Besides, I have a friend named Louis who from time to time has told me pretty much the same thing Tony just had. Louis says that I tend to resort to the secondary repression of ego-threatening perceptions for fear of bringing to the surface the primal hostilities and id functions that I long ago denied by means of primal or infantile repression.

At least I think that's pretty much the same thing Tony said. Louis is by trade a Freudian-Marcusian psychotherapist, and not always as lucid as Tony.

"Calvin's an M.B.A., Chris," Tony explained further. "You're an art historian."
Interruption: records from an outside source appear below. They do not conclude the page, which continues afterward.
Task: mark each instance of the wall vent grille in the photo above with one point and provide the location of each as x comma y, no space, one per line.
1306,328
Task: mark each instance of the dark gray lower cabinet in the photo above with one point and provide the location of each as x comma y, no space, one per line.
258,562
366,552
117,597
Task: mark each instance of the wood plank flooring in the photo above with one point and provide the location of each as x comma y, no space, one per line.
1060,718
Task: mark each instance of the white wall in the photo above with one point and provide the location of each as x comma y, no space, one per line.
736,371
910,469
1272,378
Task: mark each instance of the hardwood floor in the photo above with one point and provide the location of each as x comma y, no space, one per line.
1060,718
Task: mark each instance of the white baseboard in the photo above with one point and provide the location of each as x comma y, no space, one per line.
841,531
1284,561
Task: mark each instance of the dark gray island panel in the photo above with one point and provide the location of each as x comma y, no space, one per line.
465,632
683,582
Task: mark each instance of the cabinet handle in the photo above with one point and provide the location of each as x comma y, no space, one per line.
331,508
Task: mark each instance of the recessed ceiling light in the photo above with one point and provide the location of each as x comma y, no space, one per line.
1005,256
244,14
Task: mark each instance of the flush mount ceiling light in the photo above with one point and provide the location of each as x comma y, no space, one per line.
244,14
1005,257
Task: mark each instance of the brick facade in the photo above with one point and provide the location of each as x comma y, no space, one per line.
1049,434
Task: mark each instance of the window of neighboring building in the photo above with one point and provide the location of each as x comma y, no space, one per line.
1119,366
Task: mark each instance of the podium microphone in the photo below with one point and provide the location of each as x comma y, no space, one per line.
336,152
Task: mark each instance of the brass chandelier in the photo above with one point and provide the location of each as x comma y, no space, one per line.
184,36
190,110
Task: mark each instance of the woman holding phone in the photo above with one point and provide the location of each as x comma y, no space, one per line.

"Okay," I said, not quite grasping his logic, but letting it pass. "Actually, I'll be glad to have him along. And he can help work out the logistics for getting the painting analyzed. We'll want to have Taupin, from Paris, run it through infrared and X ray, don't you think? And there's that outfit in Lyons—what's its name?—that can do laser microanalysis. I've got it somewhere."

"Mm," Tony said, and pushed his salad plate away. He'd finished his salad. I'd hardly looked at mine. "Come on, let's head back."

We took the escalator down to the lobby, passing under a "Baroque" stone arch that had come from a 1920s theater that had once stood on the site. Once out on Fifth Avenue on a mild October afternoon, we threaded our way through shoppers, bemused tourists, and fellow late-lunchers getting back to work. While we walked, Tony told me more.

The Rembrandt, it seemed, wasn't the only centerpiece of Vachey's show. Vachey, no piker when it came to gall, was actually claiming to have come up with a
second
"newly discovered" painting; this one by the Frenchman Fernand Léger, who was, with Picasso and Braque, one of the foremost proponents of Cubism in the early years of the twentieth century. The Léger, it was understood, would be going to a French museum, as yet unnamed.

"Is that right?" I said. "Where'd he find this one, at a garage sale in Toulouse?"

"Strasbourg, actually," Tony said. "A flea market," and then he couldn't help laughing. "Now don't jump to conclusions here, Chris. Whatever else you can say about Vachey, he has a hell of a record for stumbling on masterpieces nobody even knew were out there." He started counting them off on his fingers. "There's that Constable that's in San Francisco now, remember? And that Francesco Guardi that wound up in, where was it, Budapest, and don't forget the Lebrun—"

"Well, yes, I know, but—"

"All those authentications were verified later—beyond any doubt, Chris. Sure, he's made a few that didn't hold up, but that much you have to admit."

"I suppose so," I said. "Well, there's one thing to be thankful for, anyway."

"What's that?"

"I was just thinking: He might have given the Rembrandt to a French museum and stuck us with the Léger." I put my hand over my heart. "Whew, it's too awful to contemplate."

I say such things primarily for the fun of annoying Tony, who has a thing about me being too enamored of my specialty. He thinks I need to be more eclectic. He says I put the Old Masters up on a pedestal (he's right), and that I look down my nose at anything after the eighteenth century (he's wrong, but not wildly wrong).

But this time he wouldn't bite. He merely gave me one of his superior, pitying looks and went on with his story. According to the terms, both pictures were to be displayed for two weeks at Le Galerie Vachey, after which they would go to their respective new owners. Vachey would pick up all transportation and insurance costs. He would even provide a continuing fund to cover future conservation and insurance.